The highlight of our pleasant summer weekend was a brief stroll in Central Park on Saturday evening. There was plenty of light in the sky, but the lamps were lighted. Providing additional illumination, swarms of lightning bugs glistened in the shrubbery, which, for its part, looked extremely kempt. The walks were tidy; the lawns were uninterrruptedly green. There were impressive perennial plantings here and there. We did not penetrate far, but loosely paralleled Fifth Avenue, from 79th Street to 72nd. We were coming from the Metropolitan Museum, where Kathleen caught the Venice and the Islamic World show on the eve of its closing, and where we had another look at the amazing (and amazingly fresh) clothes of Paul Poiret. We were on our way to dinner somewhere. Kathleen thought that there might be something casual at the Kerbs Boathouse, beside Conservatory Water (better known as the Sailboat Pond), but the place was locked up tight. We thought of heading to the other boathouse, on the Lake, where the restaurant is said to be overpriced but the setting unbeatable. It was easier to imagine the pleasures of a table near an open porte-fenêtre at Orsay, on Lexington Avenue at 75th, however, and that is just where we found ourselves a few minutes after leaving the park.

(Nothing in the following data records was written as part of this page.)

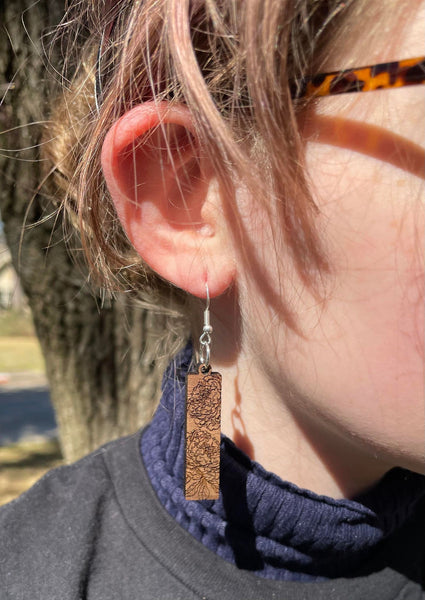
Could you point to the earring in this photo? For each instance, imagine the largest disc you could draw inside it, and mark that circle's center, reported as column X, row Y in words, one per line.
column 203, row 423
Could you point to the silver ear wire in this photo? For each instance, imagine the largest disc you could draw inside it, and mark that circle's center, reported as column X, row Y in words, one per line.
column 205, row 339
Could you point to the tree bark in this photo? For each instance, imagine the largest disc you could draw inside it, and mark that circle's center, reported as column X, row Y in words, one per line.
column 100, row 355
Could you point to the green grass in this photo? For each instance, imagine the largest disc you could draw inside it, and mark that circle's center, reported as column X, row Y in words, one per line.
column 20, row 354
column 16, row 323
column 23, row 464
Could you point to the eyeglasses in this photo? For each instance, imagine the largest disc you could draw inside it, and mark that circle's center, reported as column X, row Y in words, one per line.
column 362, row 79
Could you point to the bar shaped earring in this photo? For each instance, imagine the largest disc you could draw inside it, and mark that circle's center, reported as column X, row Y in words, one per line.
column 203, row 423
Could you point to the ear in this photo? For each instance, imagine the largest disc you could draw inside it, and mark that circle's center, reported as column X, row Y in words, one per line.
column 167, row 199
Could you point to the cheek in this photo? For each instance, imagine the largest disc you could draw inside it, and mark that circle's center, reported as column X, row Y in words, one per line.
column 367, row 344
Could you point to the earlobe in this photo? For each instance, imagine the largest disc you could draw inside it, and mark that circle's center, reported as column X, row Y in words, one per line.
column 166, row 198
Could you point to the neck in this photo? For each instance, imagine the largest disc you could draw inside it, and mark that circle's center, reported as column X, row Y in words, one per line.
column 297, row 447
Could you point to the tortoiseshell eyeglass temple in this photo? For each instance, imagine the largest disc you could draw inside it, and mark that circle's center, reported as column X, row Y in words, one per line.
column 362, row 79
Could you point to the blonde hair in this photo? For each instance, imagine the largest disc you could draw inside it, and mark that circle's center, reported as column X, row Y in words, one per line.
column 232, row 63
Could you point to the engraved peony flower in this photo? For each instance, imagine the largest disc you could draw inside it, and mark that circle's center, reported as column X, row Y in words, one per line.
column 205, row 403
column 202, row 463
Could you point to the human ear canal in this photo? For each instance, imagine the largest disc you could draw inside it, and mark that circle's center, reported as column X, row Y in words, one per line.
column 163, row 166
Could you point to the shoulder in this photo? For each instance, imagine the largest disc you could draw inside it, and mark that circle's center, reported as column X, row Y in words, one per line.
column 50, row 529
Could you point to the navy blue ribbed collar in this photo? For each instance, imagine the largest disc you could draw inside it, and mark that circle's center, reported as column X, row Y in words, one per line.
column 263, row 523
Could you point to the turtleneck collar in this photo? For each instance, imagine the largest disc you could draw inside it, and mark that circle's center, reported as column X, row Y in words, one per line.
column 263, row 523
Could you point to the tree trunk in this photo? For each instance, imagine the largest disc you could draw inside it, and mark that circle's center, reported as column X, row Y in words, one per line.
column 100, row 355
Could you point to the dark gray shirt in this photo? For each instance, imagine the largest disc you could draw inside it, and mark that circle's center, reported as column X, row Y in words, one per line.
column 96, row 530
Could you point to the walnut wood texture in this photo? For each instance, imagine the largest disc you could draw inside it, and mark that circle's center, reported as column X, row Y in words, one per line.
column 203, row 425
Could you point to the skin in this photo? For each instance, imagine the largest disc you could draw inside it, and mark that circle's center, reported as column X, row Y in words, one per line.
column 336, row 405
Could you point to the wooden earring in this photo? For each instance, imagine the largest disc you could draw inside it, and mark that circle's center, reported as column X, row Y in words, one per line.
column 203, row 423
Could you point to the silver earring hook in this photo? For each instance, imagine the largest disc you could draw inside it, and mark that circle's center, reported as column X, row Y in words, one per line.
column 205, row 339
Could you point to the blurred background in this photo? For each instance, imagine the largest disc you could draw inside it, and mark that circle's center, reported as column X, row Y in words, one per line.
column 65, row 343
column 28, row 433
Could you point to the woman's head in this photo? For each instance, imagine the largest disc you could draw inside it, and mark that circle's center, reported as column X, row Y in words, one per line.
column 306, row 212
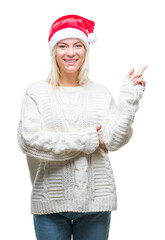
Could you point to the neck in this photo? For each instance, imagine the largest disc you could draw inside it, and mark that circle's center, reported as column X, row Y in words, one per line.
column 69, row 79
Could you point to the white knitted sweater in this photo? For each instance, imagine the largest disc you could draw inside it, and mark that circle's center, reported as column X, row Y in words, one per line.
column 57, row 132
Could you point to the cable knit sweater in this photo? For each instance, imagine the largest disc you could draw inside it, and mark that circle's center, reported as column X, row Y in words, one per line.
column 57, row 132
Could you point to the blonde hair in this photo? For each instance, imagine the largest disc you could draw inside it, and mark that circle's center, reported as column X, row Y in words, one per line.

Never has Central Park looked more beautiful to me than it did the other night. Decades of attention from the Central Park Conservancy have refreshed the dreams of Olmstead and Vaux. No longer sullied by neglect and low expectations, the park was all the readier to be burnished by twilight. Close as we were to Fifth Avenue, all we could hear was the song of the birds. If the birds were jays, and not nightingales, we could at least imagine gentler calls.

I ought to spend more time in Central Park. For years, I've confined my limited Parking to Carl Schurz Park, because it's closer to home, and visited largely by the locals. (Don't forget the East River!) But Central Park has become too beautiful to miss.

I found myself wondering why no enterprising painter has taken on Central Park's charm in the way that Harold Altman has made a career in Paris's Parc Monceau.

The weekend had another highlight on Sunday, but that was family.